Text of statute as originally enacted

Revised text of statute as amended

Text of the Civic Government (Scotland) Act 1982 as in force today (including any amendments) within the United Kingdom, from legislation.gov.uk.

= Civic Government (Scotland) Act 1982 =

Act of the Parliament of the United Kingdom

The Civic Government (Scotland) Act 1982 (c. 45) is an act of the Parliament of the United Kingdom which makes provision for a wide range of civic government matters.

== Provisions ==
Parts I and II of the act deal with licensing by local authorities of a range of activities including taxis and private hire cars, second-hand dealers, metal dealers, boat hire, street traders, market operators, public entertainment, indoor sports entertainment and window cleaners.

Part III deals with the control of sex shops.

Part IV sets out a range of public nuisance offences, including soliciting and importuning by prostitutes, urination or defecation in public places, dog fouling, dangerous animals, drunkenness, display, publication etc. of obscene material, obstruction by pedestrians, ticket touting, causing annoyance by playing of instruments, radios &c.

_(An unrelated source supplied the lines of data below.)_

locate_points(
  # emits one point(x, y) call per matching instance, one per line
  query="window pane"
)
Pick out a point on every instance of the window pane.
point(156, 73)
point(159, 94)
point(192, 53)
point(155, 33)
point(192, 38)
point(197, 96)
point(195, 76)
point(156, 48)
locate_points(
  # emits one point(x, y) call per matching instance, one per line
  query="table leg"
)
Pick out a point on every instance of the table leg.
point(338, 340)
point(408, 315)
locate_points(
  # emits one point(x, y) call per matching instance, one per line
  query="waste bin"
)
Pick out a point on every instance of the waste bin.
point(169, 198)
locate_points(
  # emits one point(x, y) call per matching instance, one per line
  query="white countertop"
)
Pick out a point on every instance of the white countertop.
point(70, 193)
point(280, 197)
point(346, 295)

Sections 52 and 52A create offences of possession, making and distribution etc. of indecent images of children.

Part V deals with public processions.

Part VI, VII and VIIA deal with lost or abandoned property, and the property of people taken into police custody.

Part VIII deals with local authorities' powers as regards buildings in need of maintenance and maintenance of common stairs.